Another recent victory for Trump as his legal troubles mount: Selling his Washington D.C. hotel for $375 million, far more than expected.
Several lending experts said the new loan show why much of Trump’s business is insulated from his political and legal storms: What matters most in real estate is the cash thrown off by rent and the collateral of the buildings ― not the reputation of the owner.
So the claim is that Trump has been over valuing assets, is it?
The important question isn’t answered:
If the same fine-tooth comb criteria were applied to any other major player in the New York real-estate, how much of the same would come up? If not more(?)…

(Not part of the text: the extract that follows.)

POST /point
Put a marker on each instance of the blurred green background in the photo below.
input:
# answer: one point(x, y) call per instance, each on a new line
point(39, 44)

I’d suggest starting with the ones donating to the Democrat campaigns. Might be fun… 😉
TDS has now indeed become endemic. Has the CDC an action plan?
It’s possible – possible! – that a billionaire with decades in real estate has a better understanding of that market than government lawyers.
Y’know Peachy, I used to work for the government. So I’d agree with you.
Does michael cohen count as a government lawyer now?
Like many things involving the law and Trump, the reasons James, a Democrat, opted for a lawsuit rather than a prosecution are complicated.
Nope, it is dead simple. She’s got nothing.
Any organisation which has extended a loan, or sent a tax bill, or provided a policy based on Trump’s valuation has accepted it.